A novel way of treating Chronic Heart Failure
Are the current drugs valuable enough to combat heart diseases or would a novel therapy be a more suitable candidate to maintain cardiac function and maybe even reverse the damaged tissues?
The clinical study from Gao et al. centers around a relatively new combination therapy of sacubitril with valsartan, which seems to have promising outcomes.
Methods
From the heart center at People’s Hospital of Liaoning Province 120 patients were separated (according to inclusion and exclusion criteria) in two groups, 60 were assigned to the combination group and 60 to the mono-therapy (valsartan) group. After 8 weeks time, the clinical outcomes and the adverse effects were observed.
Significance
The combination therapy appeared to have better outcomes than the mono-therapy and also the rate of adverse-effects was more than half than that of the valsartan group. You might have never heard of them but high-sensitivity cardiac troponin T (hs-cTnT) and N-terminal pro-brain natriuretic peptide (NT-ProBNP) serum levels are the gold standards for clinical diagnosis of Chronic Heart Failure (CHF). More specifically NT-ProBNP production is up-regulated in the presence of cardiac failure. It is important to mention that these two values decreased considerably after the combination treatment, having better outcomes than valsartan group alone. Moreover, the sacrubitril/valsartan group performed better in lowering left atrial diameter (LAD), left ventricular end diastolic dimension (LVEDD), and improving the left ventricular ejection fraction (LVEF), which are remarkable outcomes! These data can lead to the hypothesis that the combination therapy may have regenerative effects by reducing NT-ProBNP and thus promoting better heart structure.
Limitations
Some factors that may limit this experiment are among others the small number of cases and the short duration of the trial. The age group was chosen to be > 60 years of age and the classification was NYHA Class II-IV which means from slight limitations of physical activity to symptoms at rest. On top of that, the use of sacrubitril/valsartan is an expensive treatment and therefore it might be a burden for a broader clinical use. More specifically this scheme can be 100 times more costly than the standard ACE inhibitor drugs available to date. Lat but not least, this combination is contradicted in pregnancy because valsartan is known for for the birth defects it can cause.

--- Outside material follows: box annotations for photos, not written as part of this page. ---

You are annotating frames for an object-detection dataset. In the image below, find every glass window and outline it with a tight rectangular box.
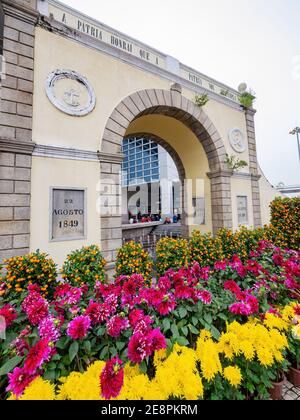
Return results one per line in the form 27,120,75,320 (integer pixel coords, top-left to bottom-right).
152,168,159,175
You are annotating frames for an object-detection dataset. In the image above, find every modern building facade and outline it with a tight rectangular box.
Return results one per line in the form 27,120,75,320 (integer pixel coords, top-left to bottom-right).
122,136,181,223
0,0,279,272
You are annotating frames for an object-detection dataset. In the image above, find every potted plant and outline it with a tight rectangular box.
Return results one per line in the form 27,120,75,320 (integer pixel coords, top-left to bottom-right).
287,322,300,386
269,369,285,400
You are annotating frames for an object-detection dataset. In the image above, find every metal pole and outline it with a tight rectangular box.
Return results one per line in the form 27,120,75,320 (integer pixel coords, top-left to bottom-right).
297,130,300,162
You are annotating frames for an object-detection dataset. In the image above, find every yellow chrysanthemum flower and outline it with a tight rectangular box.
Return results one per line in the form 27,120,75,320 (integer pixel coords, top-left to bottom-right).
19,376,55,401
223,366,243,388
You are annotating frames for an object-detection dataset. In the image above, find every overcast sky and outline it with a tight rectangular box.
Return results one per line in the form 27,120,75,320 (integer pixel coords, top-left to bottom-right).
62,0,300,185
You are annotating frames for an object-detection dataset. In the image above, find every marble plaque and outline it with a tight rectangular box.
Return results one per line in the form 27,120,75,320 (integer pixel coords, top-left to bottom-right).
51,188,86,241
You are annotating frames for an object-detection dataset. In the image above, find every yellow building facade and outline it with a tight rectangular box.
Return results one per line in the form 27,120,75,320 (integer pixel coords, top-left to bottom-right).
0,0,277,264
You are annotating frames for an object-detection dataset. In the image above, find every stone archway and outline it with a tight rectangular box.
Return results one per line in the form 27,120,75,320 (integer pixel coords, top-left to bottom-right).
99,84,232,262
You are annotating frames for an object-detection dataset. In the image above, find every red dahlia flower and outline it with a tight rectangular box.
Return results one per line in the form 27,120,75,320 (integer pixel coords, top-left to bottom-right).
24,339,52,375
6,367,37,397
0,304,18,328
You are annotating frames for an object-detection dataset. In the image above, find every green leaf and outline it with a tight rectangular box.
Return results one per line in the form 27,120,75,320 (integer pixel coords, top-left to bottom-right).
176,337,190,346
218,313,227,321
69,341,79,362
171,324,179,338
189,325,199,335
116,341,125,350
140,360,147,374
178,306,187,318
100,346,108,360
83,340,91,353
192,316,199,327
163,318,171,331
181,327,189,337
210,325,220,340
43,370,56,382
204,313,212,324
0,356,22,376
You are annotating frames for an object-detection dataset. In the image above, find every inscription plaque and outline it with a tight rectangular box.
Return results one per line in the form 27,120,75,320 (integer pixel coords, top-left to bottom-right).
51,188,85,241
237,196,248,225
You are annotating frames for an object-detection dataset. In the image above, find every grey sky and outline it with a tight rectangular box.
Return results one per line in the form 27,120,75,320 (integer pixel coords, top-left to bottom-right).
58,0,300,185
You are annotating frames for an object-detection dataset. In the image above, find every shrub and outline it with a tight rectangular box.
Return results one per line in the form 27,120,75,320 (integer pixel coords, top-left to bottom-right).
116,241,153,281
61,245,106,286
156,238,190,275
190,230,224,267
1,250,56,298
270,197,300,250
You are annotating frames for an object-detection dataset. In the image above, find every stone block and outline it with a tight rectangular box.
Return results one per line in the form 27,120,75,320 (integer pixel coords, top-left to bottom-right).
15,55,34,70
0,152,15,166
0,236,12,250
18,79,33,93
0,180,14,194
101,239,122,251
14,207,30,220
0,221,29,235
5,16,34,35
19,32,34,47
15,181,30,194
0,101,17,114
0,125,16,139
1,87,32,105
101,217,122,229
110,228,122,239
3,38,33,58
16,104,32,117
100,162,111,174
106,118,126,136
0,207,13,221
3,51,18,65
5,63,33,83
4,26,19,41
1,194,30,207
0,248,29,263
0,112,32,129
13,234,30,249
16,128,32,141
16,154,31,168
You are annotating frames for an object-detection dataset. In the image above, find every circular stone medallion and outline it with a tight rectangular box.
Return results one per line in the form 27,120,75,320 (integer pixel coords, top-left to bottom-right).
46,70,96,117
229,128,247,153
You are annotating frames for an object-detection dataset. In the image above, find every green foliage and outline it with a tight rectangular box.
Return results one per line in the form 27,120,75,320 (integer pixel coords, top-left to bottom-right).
189,230,224,267
0,250,56,300
269,197,300,250
116,241,153,281
61,245,106,286
156,238,190,276
195,93,209,107
225,154,248,172
220,89,229,97
239,90,256,108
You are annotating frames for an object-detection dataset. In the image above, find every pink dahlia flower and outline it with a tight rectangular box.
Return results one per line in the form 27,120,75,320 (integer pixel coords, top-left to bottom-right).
24,339,52,375
67,316,91,340
100,356,124,400
6,367,37,397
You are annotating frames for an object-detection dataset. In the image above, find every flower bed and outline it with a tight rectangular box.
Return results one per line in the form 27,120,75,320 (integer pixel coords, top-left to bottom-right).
0,241,300,399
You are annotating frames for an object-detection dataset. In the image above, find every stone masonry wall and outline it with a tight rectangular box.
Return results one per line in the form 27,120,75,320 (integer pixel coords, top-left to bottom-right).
0,0,37,263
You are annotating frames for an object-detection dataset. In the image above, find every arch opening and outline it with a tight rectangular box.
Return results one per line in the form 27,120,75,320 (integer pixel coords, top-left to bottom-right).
100,86,232,261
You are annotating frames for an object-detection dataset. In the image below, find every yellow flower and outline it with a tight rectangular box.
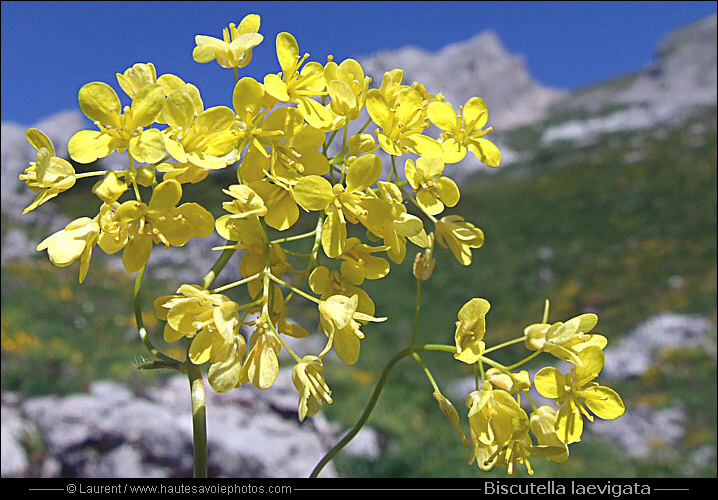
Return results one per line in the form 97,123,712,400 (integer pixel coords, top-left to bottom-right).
67,82,165,163
192,14,264,68
454,298,491,364
309,266,376,316
466,382,528,470
364,181,430,264
405,156,460,215
115,63,157,99
496,416,534,476
366,86,443,158
92,171,127,205
428,97,501,167
530,406,568,463
240,321,282,389
292,355,332,422
324,59,371,120
436,215,484,266
412,233,436,281
294,155,392,258
319,295,386,365
432,391,469,446
20,128,75,214
217,184,267,221
37,217,100,283
160,89,237,174
207,335,247,392
534,346,625,444
154,285,240,365
524,313,608,365
339,237,390,283
486,368,531,394
264,32,334,129
114,179,214,273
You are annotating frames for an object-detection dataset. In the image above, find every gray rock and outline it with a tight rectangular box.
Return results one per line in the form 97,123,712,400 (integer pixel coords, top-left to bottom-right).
0,404,28,477
2,370,344,478
601,313,716,379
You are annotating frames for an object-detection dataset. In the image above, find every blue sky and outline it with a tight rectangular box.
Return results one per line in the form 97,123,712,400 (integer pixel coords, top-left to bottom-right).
1,1,716,126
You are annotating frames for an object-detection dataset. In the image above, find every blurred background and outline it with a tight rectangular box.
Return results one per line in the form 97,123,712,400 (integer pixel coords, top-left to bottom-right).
1,2,716,478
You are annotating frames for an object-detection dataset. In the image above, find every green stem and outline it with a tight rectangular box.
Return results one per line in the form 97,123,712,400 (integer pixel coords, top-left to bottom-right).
132,264,182,370
484,335,528,354
411,279,421,346
202,245,237,290
309,347,414,478
506,351,542,371
185,358,207,478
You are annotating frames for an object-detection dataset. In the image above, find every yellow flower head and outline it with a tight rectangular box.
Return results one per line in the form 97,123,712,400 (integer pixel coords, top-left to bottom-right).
192,14,264,68
412,233,436,281
154,285,241,365
405,156,460,215
20,128,75,214
432,391,469,446
454,298,490,364
115,63,157,99
530,406,568,463
240,319,282,389
436,215,484,266
428,97,501,167
264,32,334,129
466,382,528,470
524,313,608,365
319,295,386,365
292,355,332,422
114,179,214,273
67,82,165,163
160,89,237,174
534,346,625,444
339,237,390,283
207,335,247,392
324,59,371,120
366,86,443,158
37,217,100,283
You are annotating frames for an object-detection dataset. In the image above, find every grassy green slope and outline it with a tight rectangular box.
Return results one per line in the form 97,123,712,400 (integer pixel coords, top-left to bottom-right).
2,105,716,477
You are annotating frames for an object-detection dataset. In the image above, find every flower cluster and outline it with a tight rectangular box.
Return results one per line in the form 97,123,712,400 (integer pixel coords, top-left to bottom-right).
455,298,625,474
20,14,622,471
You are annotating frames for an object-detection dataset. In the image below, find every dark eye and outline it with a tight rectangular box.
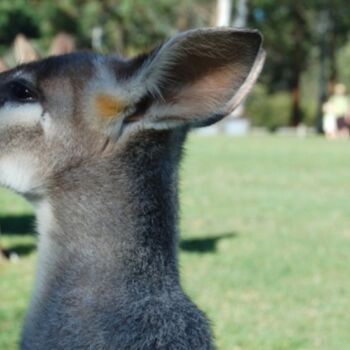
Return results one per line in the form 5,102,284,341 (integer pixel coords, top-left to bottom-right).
8,81,38,102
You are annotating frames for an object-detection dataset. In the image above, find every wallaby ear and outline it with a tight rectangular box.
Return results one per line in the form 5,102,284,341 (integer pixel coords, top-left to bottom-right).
125,28,265,128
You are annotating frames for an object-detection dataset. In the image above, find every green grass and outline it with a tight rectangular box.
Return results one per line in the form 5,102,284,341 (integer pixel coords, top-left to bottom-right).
0,136,350,350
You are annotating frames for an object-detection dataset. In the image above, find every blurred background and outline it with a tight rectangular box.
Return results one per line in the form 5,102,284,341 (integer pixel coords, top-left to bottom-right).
0,0,350,350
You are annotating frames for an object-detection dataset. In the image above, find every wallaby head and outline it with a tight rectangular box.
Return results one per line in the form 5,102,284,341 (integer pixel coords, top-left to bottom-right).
0,28,264,350
0,29,264,195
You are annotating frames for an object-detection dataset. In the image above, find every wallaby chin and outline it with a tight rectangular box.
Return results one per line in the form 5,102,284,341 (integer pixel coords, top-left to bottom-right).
0,28,264,350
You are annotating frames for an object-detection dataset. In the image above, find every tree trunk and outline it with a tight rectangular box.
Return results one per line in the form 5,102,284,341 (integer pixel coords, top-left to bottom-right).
216,0,232,27
290,69,302,127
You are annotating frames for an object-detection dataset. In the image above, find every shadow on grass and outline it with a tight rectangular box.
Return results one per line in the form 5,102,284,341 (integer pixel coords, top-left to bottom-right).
0,215,35,235
180,232,238,253
4,243,36,258
0,215,238,256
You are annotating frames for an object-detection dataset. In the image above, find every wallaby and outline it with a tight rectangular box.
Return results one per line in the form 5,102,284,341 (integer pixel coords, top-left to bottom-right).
0,28,264,350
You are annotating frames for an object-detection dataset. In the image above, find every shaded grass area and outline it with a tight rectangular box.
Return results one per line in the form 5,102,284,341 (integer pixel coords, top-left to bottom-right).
0,135,350,350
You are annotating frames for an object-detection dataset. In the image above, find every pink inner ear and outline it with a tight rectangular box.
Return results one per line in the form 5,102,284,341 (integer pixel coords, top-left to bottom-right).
169,64,247,117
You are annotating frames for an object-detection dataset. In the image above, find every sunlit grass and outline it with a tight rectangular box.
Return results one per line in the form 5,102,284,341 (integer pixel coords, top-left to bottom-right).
0,136,350,350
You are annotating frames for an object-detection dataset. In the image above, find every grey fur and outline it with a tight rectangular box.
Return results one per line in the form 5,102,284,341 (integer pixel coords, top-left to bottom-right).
0,29,263,350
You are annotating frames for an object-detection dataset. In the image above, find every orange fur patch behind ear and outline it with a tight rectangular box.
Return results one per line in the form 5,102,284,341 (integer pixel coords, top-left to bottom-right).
95,94,127,119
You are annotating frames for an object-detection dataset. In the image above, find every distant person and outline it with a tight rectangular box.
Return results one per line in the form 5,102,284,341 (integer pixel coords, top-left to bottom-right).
323,84,350,138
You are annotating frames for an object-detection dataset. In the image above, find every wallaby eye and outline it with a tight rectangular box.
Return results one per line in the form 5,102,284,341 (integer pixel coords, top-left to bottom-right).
8,81,38,102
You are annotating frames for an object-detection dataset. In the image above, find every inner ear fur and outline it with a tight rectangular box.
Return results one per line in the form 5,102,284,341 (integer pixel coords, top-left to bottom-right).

Mechanism of action and the impact of Heart Disease on health expenditure
Sacrubitril effects
This drug is a prodrug that is activated to LBQ657, inhibiting the enzyme neprilysin which is responsible for degrading the atrial and brain natriuretic peptide. While these peptides remain (active) in the circulation, antihypertensive properties are potentiated. As you can see in the figure its usage promotes anti-proliferative effects on the tissues.
Valsatran effects
This agent blocks the action of Angiotensin II (Angiotensin I receptor blocker) and activates Aldosterone. It is an agent that is approved for heart failure patients that are intolerant to ACE inhibitors. Its use also results in a decreased blood pressure, by inhibiting RAAS and also by decreasing the sympathetic tone as shown in the figure below.
Conclusion
CHF is a daunting condition not only for the patient but also for the whole healthcare system. Even though current drugs are helpful to manage most cardiovascular conditions, by 2030 it is estimated that CHF cases will be increased by 50%. Therefore it is of utmost importance to explore new therapeutic agents and new intervention strategies to treat this condition. Therefore, CHF will comprise a major financial burden on healthcare. As you can see in the figure below, the (re)hospitalisation of patients is responsible for 70% of the total cost of the treatment of CHF. The combination of the aforementioned drugs is seemingly promising in reducing hs-cTnT and NT-ProBNP but also in lowering the amount of patients that need to go to the hospital. There is also a possibility that this treatment has regenerative effects on the cardiac tissue. However, the trial’s limitations have to be taken into consideration before introducing this option to the general population as the mainstay for CHF. Is this novel scheme the cure-all we were all waiting for or is it just a slightly improved version of the currently available pharmaceuticals?